# Insurance on friend's car



## cymrukid (Sep 30, 2016)

I am buying a second hand car in Abu Dhabi (from a work colleague). 
I haven't sorted any insurance out yet, as the sale is not until the end of October. 
I have a UAE driving licence.
Do car insurance rules in the UAE allow me to legally lend the car to another work colleague, who also has a UAE driving licence, but no car or insurance of his own?


----------



## Stevesolar (Dec 21, 2012)

cymrukid said:


> I am buying a second hand car in Abu Dhabi (from a work colleague).
> I haven't sorted any insurance out yet, as the sale is not until the end of October.
> I have a UAE driving licence.
> Do car insurance rules in the UAE allow me to legally lend the car to another work colleague, who also has a UAE driving licence, but no car or insurance of his own?


Hi,
You need to carefully check the policy wording (as it varies from company to company).
I just checked our ML63 policy with RSA and it covers anybody with a UAE licence to drive our car.
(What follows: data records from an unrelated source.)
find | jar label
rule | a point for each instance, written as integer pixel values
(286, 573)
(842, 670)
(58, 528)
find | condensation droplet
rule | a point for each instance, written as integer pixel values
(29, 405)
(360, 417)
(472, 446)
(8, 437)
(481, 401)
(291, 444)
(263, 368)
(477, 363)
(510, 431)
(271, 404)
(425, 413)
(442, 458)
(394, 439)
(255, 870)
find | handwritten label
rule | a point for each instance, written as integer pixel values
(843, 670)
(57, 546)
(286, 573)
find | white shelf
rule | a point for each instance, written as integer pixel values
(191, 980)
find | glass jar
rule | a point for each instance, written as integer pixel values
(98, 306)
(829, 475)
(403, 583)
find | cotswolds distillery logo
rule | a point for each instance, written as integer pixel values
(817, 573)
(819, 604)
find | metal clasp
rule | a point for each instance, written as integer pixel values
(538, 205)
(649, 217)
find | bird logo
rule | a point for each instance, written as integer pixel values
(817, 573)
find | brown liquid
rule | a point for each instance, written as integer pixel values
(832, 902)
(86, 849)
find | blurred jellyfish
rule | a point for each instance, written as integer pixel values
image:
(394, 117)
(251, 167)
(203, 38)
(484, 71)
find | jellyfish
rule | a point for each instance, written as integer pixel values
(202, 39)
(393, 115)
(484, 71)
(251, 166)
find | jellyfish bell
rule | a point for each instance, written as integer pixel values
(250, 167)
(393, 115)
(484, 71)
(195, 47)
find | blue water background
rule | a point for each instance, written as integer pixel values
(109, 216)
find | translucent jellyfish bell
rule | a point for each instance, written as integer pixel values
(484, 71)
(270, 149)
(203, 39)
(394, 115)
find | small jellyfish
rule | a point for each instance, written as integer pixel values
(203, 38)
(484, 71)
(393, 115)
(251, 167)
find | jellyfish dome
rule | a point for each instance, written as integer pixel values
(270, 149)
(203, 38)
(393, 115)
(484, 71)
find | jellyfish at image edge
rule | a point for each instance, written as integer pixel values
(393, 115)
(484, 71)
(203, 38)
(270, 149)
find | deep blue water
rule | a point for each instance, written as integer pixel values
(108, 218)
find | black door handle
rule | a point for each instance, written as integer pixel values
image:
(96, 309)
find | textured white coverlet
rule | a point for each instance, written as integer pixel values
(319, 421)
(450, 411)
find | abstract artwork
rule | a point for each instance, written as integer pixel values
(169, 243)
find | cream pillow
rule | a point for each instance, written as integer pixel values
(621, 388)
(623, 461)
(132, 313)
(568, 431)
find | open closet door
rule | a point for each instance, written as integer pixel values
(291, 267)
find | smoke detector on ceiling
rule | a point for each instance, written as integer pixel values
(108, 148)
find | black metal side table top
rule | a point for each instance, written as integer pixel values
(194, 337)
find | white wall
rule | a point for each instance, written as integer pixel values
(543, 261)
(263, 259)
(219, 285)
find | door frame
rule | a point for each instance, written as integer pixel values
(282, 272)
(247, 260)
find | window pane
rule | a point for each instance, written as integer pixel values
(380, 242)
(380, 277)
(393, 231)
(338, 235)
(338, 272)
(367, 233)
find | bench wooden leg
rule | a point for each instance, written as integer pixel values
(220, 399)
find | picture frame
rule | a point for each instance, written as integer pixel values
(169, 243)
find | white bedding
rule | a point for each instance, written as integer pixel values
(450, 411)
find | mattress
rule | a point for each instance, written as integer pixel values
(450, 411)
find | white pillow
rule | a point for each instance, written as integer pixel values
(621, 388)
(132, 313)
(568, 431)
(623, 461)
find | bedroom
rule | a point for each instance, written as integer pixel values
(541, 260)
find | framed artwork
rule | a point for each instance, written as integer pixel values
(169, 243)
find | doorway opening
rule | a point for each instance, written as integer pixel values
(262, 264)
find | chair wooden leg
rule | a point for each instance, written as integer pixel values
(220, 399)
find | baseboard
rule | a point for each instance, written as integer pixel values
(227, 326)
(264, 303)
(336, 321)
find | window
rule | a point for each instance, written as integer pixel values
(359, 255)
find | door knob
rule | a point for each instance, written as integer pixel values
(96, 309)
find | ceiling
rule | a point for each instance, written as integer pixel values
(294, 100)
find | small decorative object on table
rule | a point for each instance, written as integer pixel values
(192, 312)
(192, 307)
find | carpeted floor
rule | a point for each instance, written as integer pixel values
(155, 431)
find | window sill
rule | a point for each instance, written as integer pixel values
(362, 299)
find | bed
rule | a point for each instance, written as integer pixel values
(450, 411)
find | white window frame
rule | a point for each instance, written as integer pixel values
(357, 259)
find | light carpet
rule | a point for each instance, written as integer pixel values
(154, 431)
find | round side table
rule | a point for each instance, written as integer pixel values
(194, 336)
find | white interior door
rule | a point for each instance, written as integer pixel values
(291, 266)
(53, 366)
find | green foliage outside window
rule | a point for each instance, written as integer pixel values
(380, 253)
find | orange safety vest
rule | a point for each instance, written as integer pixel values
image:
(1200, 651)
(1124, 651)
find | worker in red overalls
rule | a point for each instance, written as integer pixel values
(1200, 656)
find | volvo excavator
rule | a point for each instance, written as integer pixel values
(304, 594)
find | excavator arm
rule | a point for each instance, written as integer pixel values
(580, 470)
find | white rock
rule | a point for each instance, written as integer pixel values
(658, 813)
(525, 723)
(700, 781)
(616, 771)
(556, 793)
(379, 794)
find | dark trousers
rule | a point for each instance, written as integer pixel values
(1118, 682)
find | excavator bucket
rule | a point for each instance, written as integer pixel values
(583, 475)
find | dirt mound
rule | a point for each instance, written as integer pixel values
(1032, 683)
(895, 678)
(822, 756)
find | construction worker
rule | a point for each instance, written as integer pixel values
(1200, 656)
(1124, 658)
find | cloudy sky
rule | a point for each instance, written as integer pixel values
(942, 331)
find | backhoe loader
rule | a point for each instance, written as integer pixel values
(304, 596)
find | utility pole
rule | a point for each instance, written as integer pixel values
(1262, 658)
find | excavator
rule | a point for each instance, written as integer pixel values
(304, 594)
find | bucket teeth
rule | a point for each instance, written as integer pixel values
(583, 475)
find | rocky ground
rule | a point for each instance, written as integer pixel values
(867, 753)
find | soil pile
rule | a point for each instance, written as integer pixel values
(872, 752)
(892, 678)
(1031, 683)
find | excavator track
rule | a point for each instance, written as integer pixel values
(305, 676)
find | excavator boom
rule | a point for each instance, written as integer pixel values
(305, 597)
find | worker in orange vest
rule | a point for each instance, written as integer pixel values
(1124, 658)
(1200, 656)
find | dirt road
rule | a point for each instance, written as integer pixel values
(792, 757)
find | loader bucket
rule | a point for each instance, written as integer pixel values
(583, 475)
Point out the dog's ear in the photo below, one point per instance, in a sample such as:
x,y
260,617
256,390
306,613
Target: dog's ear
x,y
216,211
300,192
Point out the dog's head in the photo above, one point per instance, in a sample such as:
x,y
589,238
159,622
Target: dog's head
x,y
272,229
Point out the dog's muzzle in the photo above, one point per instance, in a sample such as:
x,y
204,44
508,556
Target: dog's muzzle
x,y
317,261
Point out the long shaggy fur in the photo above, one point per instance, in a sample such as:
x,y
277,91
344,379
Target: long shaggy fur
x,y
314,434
Drivers under 25 would pay a bigger excess, in the event of an accident.
Cheers
Steve


----------



## cymrukid (Sep 30, 2016)

Stevesolar said:


> Hi,
> You need to carefully check the policy wording (as it varies from company to company).
> I just checked our ML63 policy with RSA and it covers anybody with a UAE licence to drive our car. Drivers under 25 would pay a bigger excess, in the event of an accident.
> Cheers
> Steve


Thanks Steve


----------



## Racing_Goats (Sep 5, 2015)

The norm here is the policy insures the car and anyone with a UAE licence can drive the vehicle, some unusual policies may have other requirements or stipulations.


----------



## cymrukid (Sep 30, 2016)

Racing_Goats said:


> The norm here is the policy insures the car and anyone with a UAE licence can drive the vehicle, some unusual policies may have other requirements or stipulations.


Thanks you Racing_Goats


----------